Everyday delusions

Dream images often transcend the humanly possible and do whatever they want with time, space, form, color—what we understand as real. Many of our dreams could easily pass for a multi-million-dollar movie in which anything is possible, or an abstract atmosphere that makes us think of the texts of Samuel Beckett. But what happens when we create while awake, in a perfect state of sobriety? What emerges—and from where—when we are not under the influence of drugs or any external stimulus, but simply facing a blank page or canvas? This collection of art prints seeks to offer dreamlike images that actually emerge from a brain willing to "delirious" while awake. To force the imagination, in the surrealist understanding that it is unforgiving and linked to chance and the marvelous.
In a passage from The Songs of Maldoror by the Count of Lautréamont, the poet recounts his 30-year struggle against falling asleep. For him, a dreamer “is a breathing corpse” at the mercy of a god who plays with the sleeper’s head (“Our door is open to the savage curiosity of the Celestial Bandit”). This episode of the struggle against sleep, says Julio Cortázar, is knowledge in the same way as a law of thermodynamics.

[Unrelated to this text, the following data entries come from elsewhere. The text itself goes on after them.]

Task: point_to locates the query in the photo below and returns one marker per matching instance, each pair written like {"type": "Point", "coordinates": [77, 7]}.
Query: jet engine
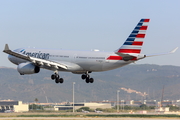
{"type": "Point", "coordinates": [27, 68]}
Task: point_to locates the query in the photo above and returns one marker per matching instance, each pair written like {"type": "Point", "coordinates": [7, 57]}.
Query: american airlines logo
{"type": "Point", "coordinates": [36, 55]}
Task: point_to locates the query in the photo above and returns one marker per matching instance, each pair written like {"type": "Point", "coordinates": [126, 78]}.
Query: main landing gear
{"type": "Point", "coordinates": [87, 78]}
{"type": "Point", "coordinates": [57, 78]}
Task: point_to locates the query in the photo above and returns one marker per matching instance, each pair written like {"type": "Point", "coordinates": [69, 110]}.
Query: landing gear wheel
{"type": "Point", "coordinates": [61, 80]}
{"type": "Point", "coordinates": [83, 76]}
{"type": "Point", "coordinates": [87, 80]}
{"type": "Point", "coordinates": [53, 76]}
{"type": "Point", "coordinates": [91, 80]}
{"type": "Point", "coordinates": [56, 80]}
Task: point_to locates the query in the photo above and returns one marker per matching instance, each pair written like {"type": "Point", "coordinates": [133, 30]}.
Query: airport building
{"type": "Point", "coordinates": [79, 105]}
{"type": "Point", "coordinates": [13, 106]}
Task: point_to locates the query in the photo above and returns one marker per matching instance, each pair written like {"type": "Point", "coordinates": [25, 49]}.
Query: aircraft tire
{"type": "Point", "coordinates": [87, 80]}
{"type": "Point", "coordinates": [56, 80]}
{"type": "Point", "coordinates": [53, 76]}
{"type": "Point", "coordinates": [83, 76]}
{"type": "Point", "coordinates": [61, 80]}
{"type": "Point", "coordinates": [91, 80]}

Lautréamont himself "formulated" in the same book a poetic equation that would serve decades later as the quintessence of the collage created by Dadaists and Surrealists. The analogy "beautiful as the chance encounter on a dissecting table of a sewing machine and an umbrella" exemplifies that conscious delirium that allows us to view the world from a distant perspective where—as in dreams—anything is possible. We will delirious while awake.